Before vials exit the labeler, they pass through a laser coder from Lasertechnics. According to Vejar, quality control protocol sometimes requires that a “sub batch” of vials be coded around the thread area. But the need for this code is infrequent, which makes laser coding technology a good fit, says Vejar. “It’s clean and it doesn’t clog, so it’s always ready to go even though it’s only needed occasionally,” says Vejar.
Exiting the labeler, vials enter a custom-built, semi-automatic tray loader supplied by Garvey.
“Pick-and-place tray loading was certainly an option, but it’s relatively expensive,” says Vejar. “The system Garvey came up with is simple, cost-effective, and works well. They just seem to have a knack for this sort of thing.”

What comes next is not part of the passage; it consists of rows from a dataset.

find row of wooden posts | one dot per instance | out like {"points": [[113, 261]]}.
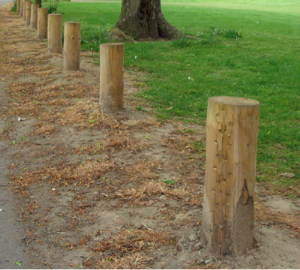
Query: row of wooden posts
{"points": [[232, 129], [111, 55]]}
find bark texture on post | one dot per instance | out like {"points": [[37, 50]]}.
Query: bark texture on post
{"points": [[55, 33], [228, 207], [111, 77], [143, 19], [28, 12], [72, 40], [18, 6], [42, 23], [33, 20]]}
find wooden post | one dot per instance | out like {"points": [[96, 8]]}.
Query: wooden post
{"points": [[42, 23], [28, 12], [18, 6], [228, 207], [33, 20], [55, 33], [72, 42], [21, 8], [111, 77], [24, 10]]}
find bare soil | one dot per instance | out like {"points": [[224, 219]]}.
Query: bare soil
{"points": [[95, 191]]}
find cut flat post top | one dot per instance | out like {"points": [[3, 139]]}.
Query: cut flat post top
{"points": [[33, 20], [21, 8], [28, 12], [72, 40], [42, 23], [111, 77], [55, 33], [18, 6], [24, 10], [228, 207]]}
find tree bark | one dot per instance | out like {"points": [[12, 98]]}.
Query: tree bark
{"points": [[144, 19]]}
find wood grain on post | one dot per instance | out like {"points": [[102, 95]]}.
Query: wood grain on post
{"points": [[28, 12], [24, 10], [228, 207], [42, 23], [21, 8], [55, 33], [18, 6], [33, 20], [72, 42], [111, 77]]}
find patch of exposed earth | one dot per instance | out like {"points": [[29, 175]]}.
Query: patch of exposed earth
{"points": [[117, 191]]}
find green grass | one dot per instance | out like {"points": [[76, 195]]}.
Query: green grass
{"points": [[264, 64]]}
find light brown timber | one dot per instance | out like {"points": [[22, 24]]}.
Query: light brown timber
{"points": [[24, 10], [28, 12], [33, 20], [228, 207], [42, 23], [55, 33], [21, 8], [72, 42], [18, 6], [111, 77]]}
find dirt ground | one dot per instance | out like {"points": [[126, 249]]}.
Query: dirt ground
{"points": [[112, 192]]}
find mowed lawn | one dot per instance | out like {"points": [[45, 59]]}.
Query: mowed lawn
{"points": [[243, 48]]}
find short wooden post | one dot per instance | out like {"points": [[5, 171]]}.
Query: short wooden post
{"points": [[28, 12], [228, 207], [24, 10], [18, 6], [55, 33], [72, 40], [33, 20], [111, 77], [42, 23]]}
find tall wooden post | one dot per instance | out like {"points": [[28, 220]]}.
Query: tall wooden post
{"points": [[21, 8], [18, 6], [42, 23], [72, 40], [55, 33], [24, 10], [228, 207], [33, 20], [111, 77], [28, 12]]}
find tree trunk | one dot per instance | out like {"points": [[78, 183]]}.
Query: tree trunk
{"points": [[144, 19]]}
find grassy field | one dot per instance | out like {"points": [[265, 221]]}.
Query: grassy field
{"points": [[244, 48]]}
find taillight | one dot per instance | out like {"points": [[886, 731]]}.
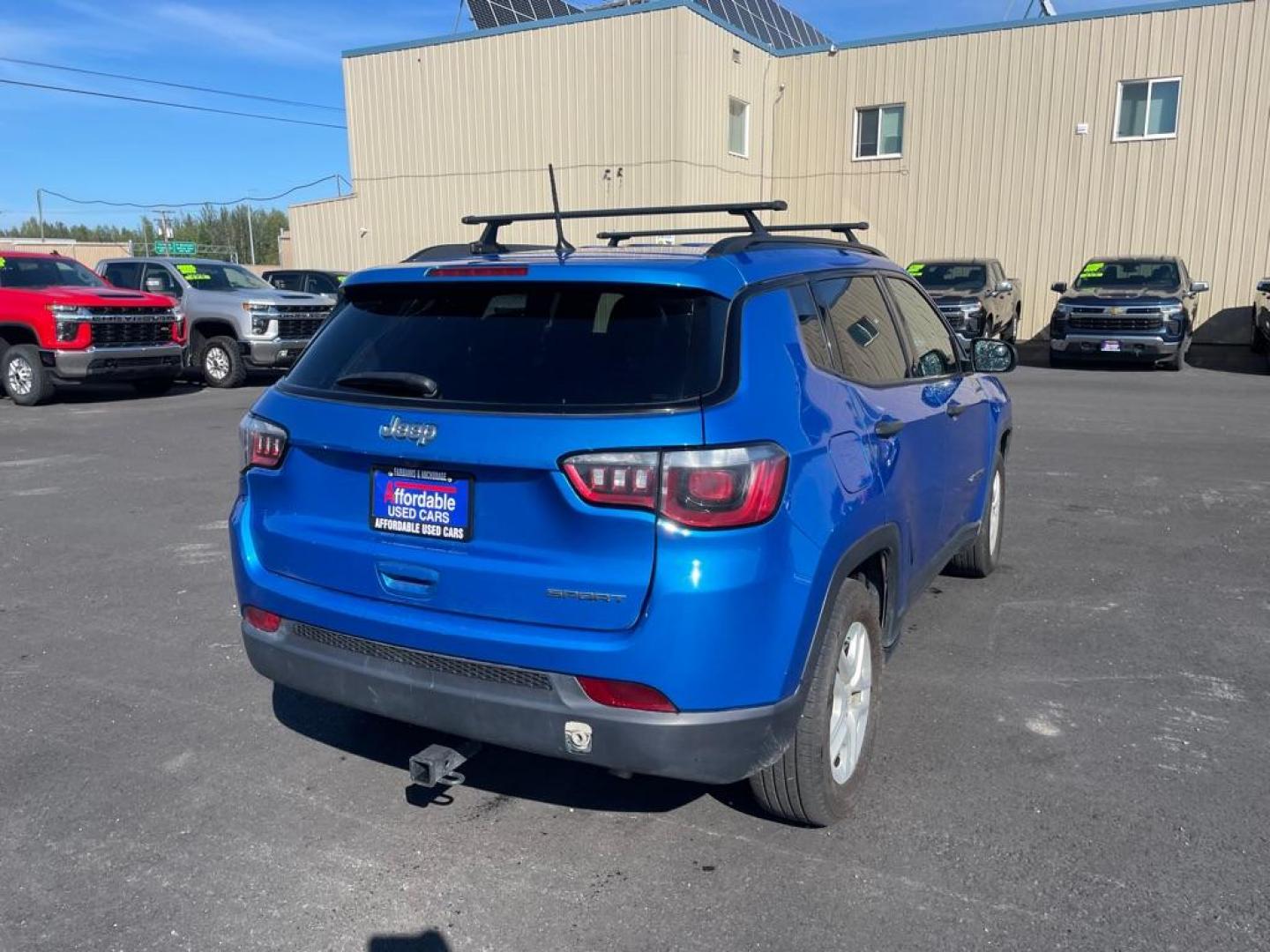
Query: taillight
{"points": [[723, 489], [615, 479], [706, 489], [263, 443], [625, 693]]}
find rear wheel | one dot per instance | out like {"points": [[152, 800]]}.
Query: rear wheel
{"points": [[979, 559], [25, 377], [153, 386], [221, 363], [818, 778]]}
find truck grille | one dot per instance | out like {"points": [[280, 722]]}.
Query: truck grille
{"points": [[299, 328], [107, 333], [1105, 322], [441, 664]]}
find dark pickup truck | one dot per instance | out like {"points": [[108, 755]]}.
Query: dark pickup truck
{"points": [[973, 294], [1129, 309]]}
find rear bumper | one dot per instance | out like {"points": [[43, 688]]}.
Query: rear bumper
{"points": [[1132, 346], [274, 353], [116, 362], [519, 709]]}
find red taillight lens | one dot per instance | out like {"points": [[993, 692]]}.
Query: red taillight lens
{"points": [[263, 443], [262, 620], [705, 489], [624, 693], [723, 489], [484, 271], [615, 479]]}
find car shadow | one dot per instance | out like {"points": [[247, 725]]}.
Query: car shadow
{"points": [[427, 941], [507, 773]]}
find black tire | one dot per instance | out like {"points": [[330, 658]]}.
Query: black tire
{"points": [[25, 377], [800, 787], [153, 386], [979, 559], [1259, 342], [228, 372]]}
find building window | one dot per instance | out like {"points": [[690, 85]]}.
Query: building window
{"points": [[1147, 109], [738, 127], [880, 132]]}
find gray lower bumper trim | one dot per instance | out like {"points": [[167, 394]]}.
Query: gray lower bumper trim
{"points": [[718, 747]]}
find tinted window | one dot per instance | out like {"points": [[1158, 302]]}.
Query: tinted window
{"points": [[811, 328], [542, 346], [124, 274], [163, 280], [288, 280], [1129, 273], [320, 285], [863, 335], [934, 351], [46, 273], [940, 276]]}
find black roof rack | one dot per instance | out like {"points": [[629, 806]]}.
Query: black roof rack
{"points": [[488, 240], [747, 239]]}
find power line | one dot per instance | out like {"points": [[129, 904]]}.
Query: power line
{"points": [[173, 106], [193, 205], [173, 86]]}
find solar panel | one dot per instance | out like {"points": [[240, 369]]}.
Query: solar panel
{"points": [[764, 20]]}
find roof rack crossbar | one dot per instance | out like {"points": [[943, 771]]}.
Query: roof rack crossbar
{"points": [[848, 228], [488, 240]]}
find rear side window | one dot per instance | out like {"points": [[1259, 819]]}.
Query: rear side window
{"points": [[531, 346], [811, 328], [935, 355], [863, 334]]}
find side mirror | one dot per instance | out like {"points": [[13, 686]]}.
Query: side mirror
{"points": [[993, 355]]}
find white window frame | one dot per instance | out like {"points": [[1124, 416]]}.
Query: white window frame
{"points": [[903, 122], [1151, 84], [744, 135]]}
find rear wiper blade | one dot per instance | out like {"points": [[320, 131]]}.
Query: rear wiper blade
{"points": [[392, 383]]}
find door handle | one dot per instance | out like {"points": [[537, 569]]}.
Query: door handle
{"points": [[888, 427]]}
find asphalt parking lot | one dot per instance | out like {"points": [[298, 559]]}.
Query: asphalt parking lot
{"points": [[1072, 755]]}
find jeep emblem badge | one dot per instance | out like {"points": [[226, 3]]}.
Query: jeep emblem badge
{"points": [[418, 433]]}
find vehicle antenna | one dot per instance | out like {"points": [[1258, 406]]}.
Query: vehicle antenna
{"points": [[563, 245]]}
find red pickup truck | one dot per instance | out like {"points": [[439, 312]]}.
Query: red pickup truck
{"points": [[63, 324]]}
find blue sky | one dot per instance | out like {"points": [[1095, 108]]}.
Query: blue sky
{"points": [[89, 147]]}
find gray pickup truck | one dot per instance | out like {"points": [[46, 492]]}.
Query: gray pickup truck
{"points": [[233, 320], [975, 294]]}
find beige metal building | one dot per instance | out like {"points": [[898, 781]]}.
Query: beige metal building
{"points": [[1041, 143]]}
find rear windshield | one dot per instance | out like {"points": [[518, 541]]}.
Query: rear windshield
{"points": [[46, 273], [1138, 273], [519, 344], [940, 276]]}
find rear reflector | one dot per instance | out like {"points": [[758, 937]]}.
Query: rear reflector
{"points": [[262, 620], [484, 271], [625, 693]]}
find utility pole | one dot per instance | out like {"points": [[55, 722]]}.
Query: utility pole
{"points": [[250, 234]]}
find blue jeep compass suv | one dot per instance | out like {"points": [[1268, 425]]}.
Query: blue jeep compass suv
{"points": [[654, 508]]}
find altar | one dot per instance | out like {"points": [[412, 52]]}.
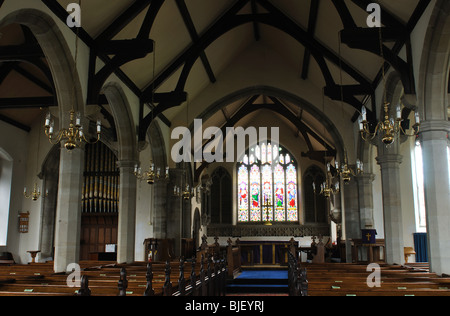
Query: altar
{"points": [[264, 252]]}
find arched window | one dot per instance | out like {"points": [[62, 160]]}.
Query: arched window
{"points": [[221, 197], [267, 186], [315, 203], [418, 187]]}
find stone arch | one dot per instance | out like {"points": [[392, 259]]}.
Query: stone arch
{"points": [[59, 57], [123, 119], [278, 93], [6, 175], [160, 192], [435, 65], [435, 128]]}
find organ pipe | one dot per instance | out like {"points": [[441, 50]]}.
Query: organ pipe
{"points": [[101, 180]]}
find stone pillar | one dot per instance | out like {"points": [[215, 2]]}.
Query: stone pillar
{"points": [[365, 197], [174, 210], [389, 161], [351, 218], [437, 193], [160, 209], [68, 209], [127, 212]]}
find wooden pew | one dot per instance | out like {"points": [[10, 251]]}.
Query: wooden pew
{"points": [[207, 277], [351, 279], [233, 258]]}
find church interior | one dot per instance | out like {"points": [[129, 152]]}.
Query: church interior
{"points": [[249, 134]]}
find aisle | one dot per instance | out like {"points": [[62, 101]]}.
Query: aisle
{"points": [[259, 281]]}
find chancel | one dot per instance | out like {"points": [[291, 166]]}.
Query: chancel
{"points": [[314, 147]]}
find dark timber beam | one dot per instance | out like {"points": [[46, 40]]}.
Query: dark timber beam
{"points": [[256, 32], [194, 36], [123, 20], [312, 23], [15, 123], [20, 52], [27, 103]]}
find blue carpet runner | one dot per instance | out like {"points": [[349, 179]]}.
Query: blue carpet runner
{"points": [[260, 281]]}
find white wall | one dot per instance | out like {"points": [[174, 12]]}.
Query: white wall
{"points": [[14, 142]]}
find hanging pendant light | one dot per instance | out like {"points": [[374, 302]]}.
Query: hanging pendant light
{"points": [[72, 136], [389, 128]]}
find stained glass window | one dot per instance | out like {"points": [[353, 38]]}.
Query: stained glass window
{"points": [[278, 177], [292, 205], [255, 208], [243, 193], [268, 190]]}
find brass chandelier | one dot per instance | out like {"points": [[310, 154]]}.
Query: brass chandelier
{"points": [[150, 176], [346, 172], [73, 136], [35, 194], [327, 188], [389, 128]]}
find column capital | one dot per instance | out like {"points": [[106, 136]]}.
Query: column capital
{"points": [[434, 130], [127, 163], [365, 177], [389, 158]]}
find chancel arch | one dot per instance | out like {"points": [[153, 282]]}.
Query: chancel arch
{"points": [[316, 209], [6, 170]]}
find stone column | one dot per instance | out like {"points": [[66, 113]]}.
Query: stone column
{"points": [[175, 209], [68, 209], [127, 212], [437, 193], [389, 161], [365, 197], [351, 218]]}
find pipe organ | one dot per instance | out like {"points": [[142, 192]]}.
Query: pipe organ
{"points": [[101, 180]]}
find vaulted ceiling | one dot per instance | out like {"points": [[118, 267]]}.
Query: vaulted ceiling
{"points": [[166, 50]]}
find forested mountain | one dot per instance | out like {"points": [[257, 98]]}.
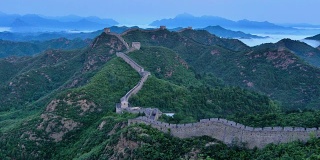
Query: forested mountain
{"points": [[222, 32], [10, 48], [316, 37], [61, 104], [301, 49], [279, 74]]}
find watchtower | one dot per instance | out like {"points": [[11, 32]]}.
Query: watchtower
{"points": [[163, 27], [136, 45], [107, 30]]}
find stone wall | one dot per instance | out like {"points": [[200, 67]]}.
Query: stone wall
{"points": [[120, 38], [231, 132], [131, 62]]}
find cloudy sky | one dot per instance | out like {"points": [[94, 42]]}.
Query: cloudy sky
{"points": [[145, 11]]}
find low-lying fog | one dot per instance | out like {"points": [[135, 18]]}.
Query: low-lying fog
{"points": [[273, 38]]}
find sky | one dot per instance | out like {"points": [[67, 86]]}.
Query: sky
{"points": [[131, 12]]}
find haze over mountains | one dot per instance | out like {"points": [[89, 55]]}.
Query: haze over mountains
{"points": [[36, 23], [60, 104]]}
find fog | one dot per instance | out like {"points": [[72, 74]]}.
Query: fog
{"points": [[273, 38], [4, 29]]}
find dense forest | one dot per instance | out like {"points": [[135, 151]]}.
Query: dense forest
{"points": [[61, 104]]}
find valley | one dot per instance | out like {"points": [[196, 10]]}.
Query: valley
{"points": [[61, 104]]}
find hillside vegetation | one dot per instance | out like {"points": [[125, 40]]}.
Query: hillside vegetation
{"points": [[280, 74]]}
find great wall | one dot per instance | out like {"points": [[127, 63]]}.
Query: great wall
{"points": [[228, 132]]}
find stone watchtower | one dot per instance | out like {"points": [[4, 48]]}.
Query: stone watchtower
{"points": [[163, 27], [136, 45], [106, 30]]}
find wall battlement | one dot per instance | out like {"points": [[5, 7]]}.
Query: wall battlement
{"points": [[231, 132]]}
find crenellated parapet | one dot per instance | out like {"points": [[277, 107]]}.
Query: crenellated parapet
{"points": [[231, 132]]}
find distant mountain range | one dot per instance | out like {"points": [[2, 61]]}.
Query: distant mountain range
{"points": [[185, 20], [226, 33], [316, 37], [44, 36], [34, 23]]}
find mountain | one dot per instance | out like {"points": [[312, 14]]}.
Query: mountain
{"points": [[185, 20], [41, 23], [9, 48], [45, 36], [304, 51], [277, 73], [225, 33], [61, 104], [316, 37]]}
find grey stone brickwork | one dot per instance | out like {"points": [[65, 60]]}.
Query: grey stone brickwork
{"points": [[231, 132]]}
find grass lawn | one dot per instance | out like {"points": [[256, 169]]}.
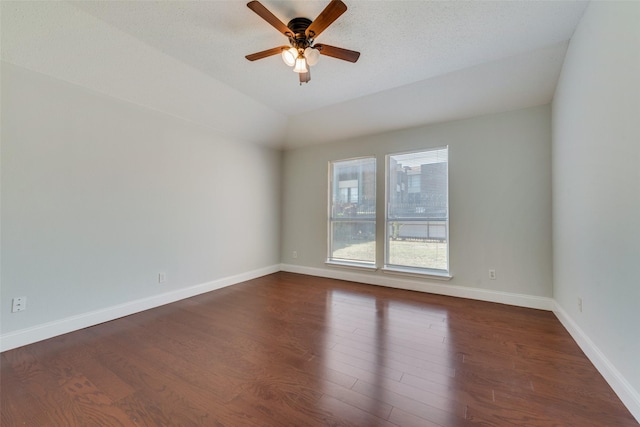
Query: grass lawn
{"points": [[401, 252]]}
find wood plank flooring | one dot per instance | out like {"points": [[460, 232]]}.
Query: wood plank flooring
{"points": [[294, 350]]}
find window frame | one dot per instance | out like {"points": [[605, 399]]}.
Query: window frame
{"points": [[441, 274], [369, 265]]}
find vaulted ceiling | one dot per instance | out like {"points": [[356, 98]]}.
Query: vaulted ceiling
{"points": [[421, 61]]}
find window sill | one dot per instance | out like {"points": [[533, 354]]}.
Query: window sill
{"points": [[356, 265], [418, 272]]}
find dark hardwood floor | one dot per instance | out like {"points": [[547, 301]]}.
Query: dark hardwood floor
{"points": [[294, 350]]}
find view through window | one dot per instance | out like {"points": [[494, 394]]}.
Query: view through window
{"points": [[417, 223], [352, 216]]}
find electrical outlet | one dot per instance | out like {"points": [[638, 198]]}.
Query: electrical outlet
{"points": [[19, 304]]}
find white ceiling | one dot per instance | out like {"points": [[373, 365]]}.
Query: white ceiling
{"points": [[421, 61]]}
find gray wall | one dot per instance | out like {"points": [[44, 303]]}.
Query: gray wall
{"points": [[99, 196], [596, 185], [500, 197]]}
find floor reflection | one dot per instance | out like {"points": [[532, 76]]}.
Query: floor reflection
{"points": [[392, 350]]}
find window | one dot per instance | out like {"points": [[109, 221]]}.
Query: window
{"points": [[352, 211], [417, 216]]}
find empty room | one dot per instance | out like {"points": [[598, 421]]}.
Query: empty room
{"points": [[320, 213]]}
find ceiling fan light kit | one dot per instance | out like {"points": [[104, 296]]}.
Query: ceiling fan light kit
{"points": [[301, 32]]}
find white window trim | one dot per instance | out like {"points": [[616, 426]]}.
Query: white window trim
{"points": [[413, 271]]}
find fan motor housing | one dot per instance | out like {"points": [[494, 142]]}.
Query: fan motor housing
{"points": [[298, 26]]}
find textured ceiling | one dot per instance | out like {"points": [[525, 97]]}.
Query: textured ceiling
{"points": [[407, 47]]}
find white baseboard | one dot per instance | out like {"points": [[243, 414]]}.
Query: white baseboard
{"points": [[625, 391], [58, 327], [433, 287]]}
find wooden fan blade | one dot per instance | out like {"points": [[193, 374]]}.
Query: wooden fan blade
{"points": [[326, 17], [338, 52], [305, 77], [264, 13], [266, 53]]}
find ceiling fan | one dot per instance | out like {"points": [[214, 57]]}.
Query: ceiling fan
{"points": [[301, 32]]}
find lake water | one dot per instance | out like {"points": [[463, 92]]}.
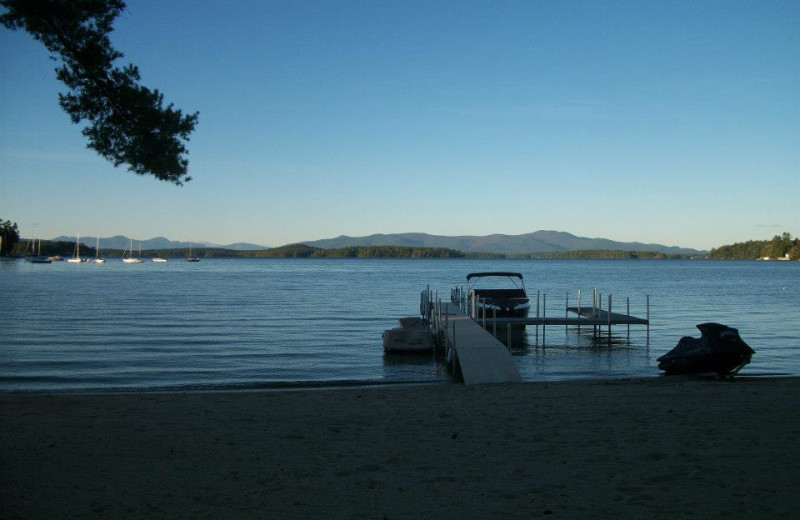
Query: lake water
{"points": [[264, 323]]}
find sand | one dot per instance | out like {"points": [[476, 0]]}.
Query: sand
{"points": [[656, 448]]}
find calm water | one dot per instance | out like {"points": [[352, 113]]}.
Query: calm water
{"points": [[254, 323]]}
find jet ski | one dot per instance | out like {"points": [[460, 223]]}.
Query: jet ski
{"points": [[718, 350]]}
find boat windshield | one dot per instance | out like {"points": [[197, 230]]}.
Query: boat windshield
{"points": [[510, 280]]}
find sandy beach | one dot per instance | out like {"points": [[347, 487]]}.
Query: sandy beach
{"points": [[662, 447]]}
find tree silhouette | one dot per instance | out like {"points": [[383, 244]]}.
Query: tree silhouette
{"points": [[127, 122]]}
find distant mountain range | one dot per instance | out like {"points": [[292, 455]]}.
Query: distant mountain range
{"points": [[536, 242], [121, 242], [528, 243]]}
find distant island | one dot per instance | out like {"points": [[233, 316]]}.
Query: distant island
{"points": [[781, 247]]}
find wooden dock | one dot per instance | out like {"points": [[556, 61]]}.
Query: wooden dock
{"points": [[474, 352]]}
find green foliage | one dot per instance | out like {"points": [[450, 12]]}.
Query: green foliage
{"points": [[303, 251], [128, 123], [608, 254], [10, 233], [778, 247]]}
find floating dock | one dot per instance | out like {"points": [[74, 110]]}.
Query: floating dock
{"points": [[480, 357]]}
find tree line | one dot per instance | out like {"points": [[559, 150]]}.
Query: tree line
{"points": [[778, 247]]}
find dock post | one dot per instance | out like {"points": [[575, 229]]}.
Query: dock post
{"points": [[628, 305], [537, 316], [474, 306], [544, 315]]}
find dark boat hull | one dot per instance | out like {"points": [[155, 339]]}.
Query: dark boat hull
{"points": [[719, 350]]}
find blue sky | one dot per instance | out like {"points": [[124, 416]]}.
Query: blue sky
{"points": [[671, 122]]}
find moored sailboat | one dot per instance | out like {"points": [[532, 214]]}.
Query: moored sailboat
{"points": [[191, 258], [37, 258], [97, 258], [77, 258]]}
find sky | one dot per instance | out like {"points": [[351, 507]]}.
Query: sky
{"points": [[656, 121]]}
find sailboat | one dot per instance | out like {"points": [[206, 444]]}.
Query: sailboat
{"points": [[97, 258], [132, 259], [191, 258], [77, 258]]}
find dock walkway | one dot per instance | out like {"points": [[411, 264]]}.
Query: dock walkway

Basically it’s a matter of massing vials on a 24”-wide mat-top conveyor whose left and right rails are shaped in a way that encourages the vials to nest snugly together without any voids. The right side also strokes forward and back gently, a motion that further induces the vials to nest tightly together. When enough vials have been accumulated, an operator pushes a button that stops everything. He then pushes a parting knife through the massed vials to form the wall of that tray load. Then all he has to do is pull a handle to rake the accumulated vials toward him and into a waiting plastic tray. As soon as the full tray has been taken away, the operator pulls the parting knife back and the machine starts up again so the cycle can be repeated.
“It’s a unique concept,” says Augsberger.
The same could be said about the entire line.